The condensates make all of this visible at the molecular level—a liquid droplet that reads, writes, and rewrites; that holds its own history in its composition; and that generates novelty through the very imperfection of its readings.
Pattee answered the question Pearson asked: what distinguishes the living from the lifeless? The architecture of interpretation. The condensates show us what that architecture looks like when it’s still liquid, still becoming. The question from here is not whether matter can interpret. It’s why we ever thought it couldn’t.
References
Pattee, H.H. (2001). “The Physics of Symbols: Bridging the Epistemic Cut.” Biosystems 60: 5–21. (The single clearest statement of the four‑part architecture.)
Deacon, T.W. (2012). Incomplete Nature: How Mind Emerged from Matter. W.W. Norton. (The most sustained attempt to bootstrap semantic closure from thermodynamic processes.)

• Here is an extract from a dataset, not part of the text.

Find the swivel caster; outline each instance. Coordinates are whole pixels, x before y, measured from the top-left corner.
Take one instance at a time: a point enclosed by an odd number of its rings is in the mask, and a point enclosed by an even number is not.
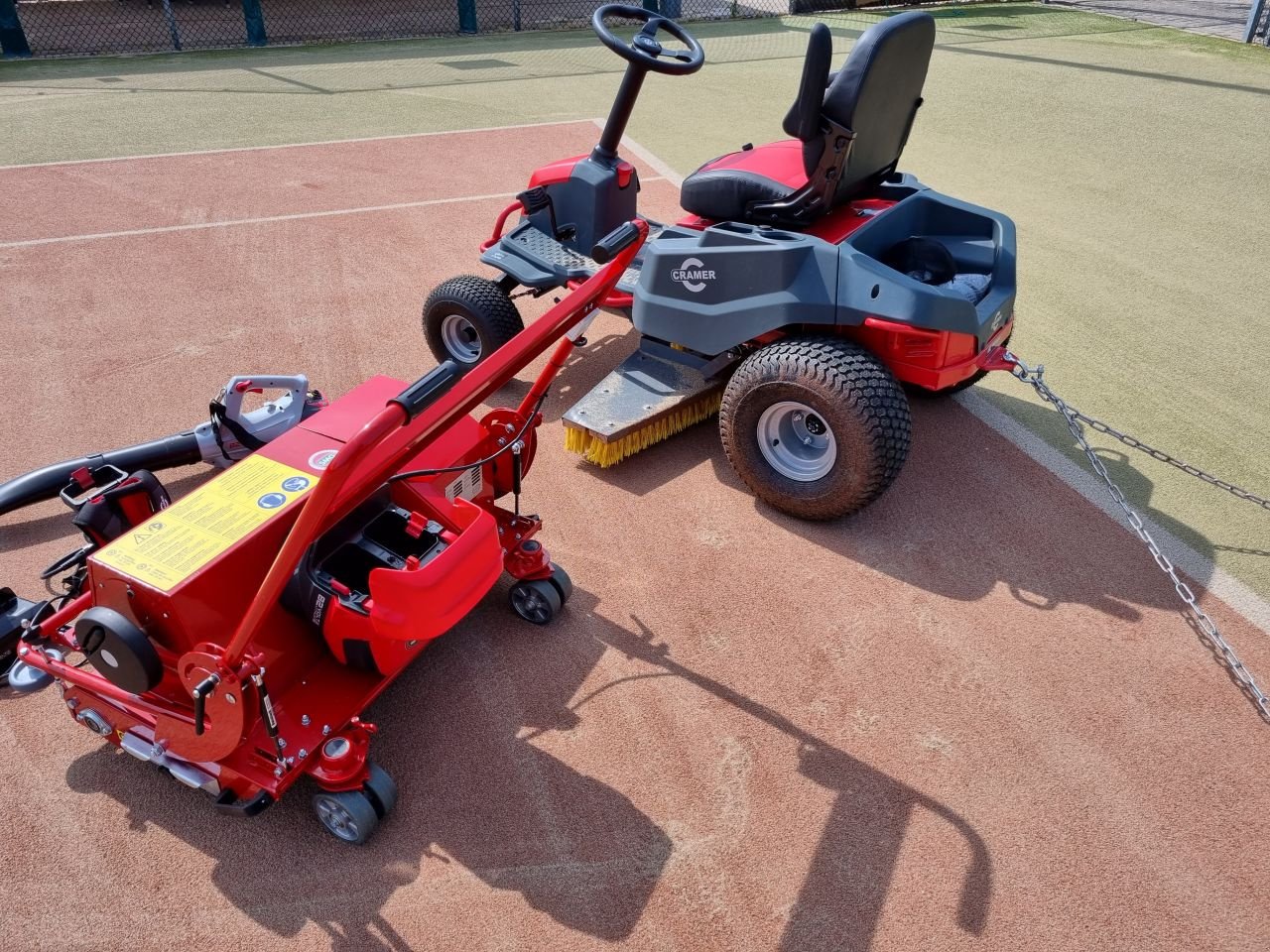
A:
[[[549,579],[526,579],[508,593],[512,611],[533,625],[546,625],[560,612],[564,598]]]
[[[380,820],[396,803],[396,783],[378,764],[371,764],[371,776],[362,790],[314,793],[318,821],[337,839],[361,845],[371,838]]]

Hoffmeyer, J. (2008). Biosemiotics: An Examination into the Signs of Life and the Life of Signs. University of Scranton Press. (The evolutionary logic of semiotic freedom.)
Barbieri, M. (2003). The Organic Codes: An Introduction to Semantic Biology. Cambridge University Press. (The formal theory of biological codes as physical artifacts.)
Newman, S.A. & Sarkar, S. (2025). “Biology and Physics.” Encyclopedia of Philosophy of Science. (The argument that condensates represent a new form of matter.)





It's worth noting that there will be a symposium in October to celebrate Howard Pattee's 100th birthday. It will feature talks by many of his former students and collaborators. The date is October 15th and the venue is Binghamton University, where he taught for many years.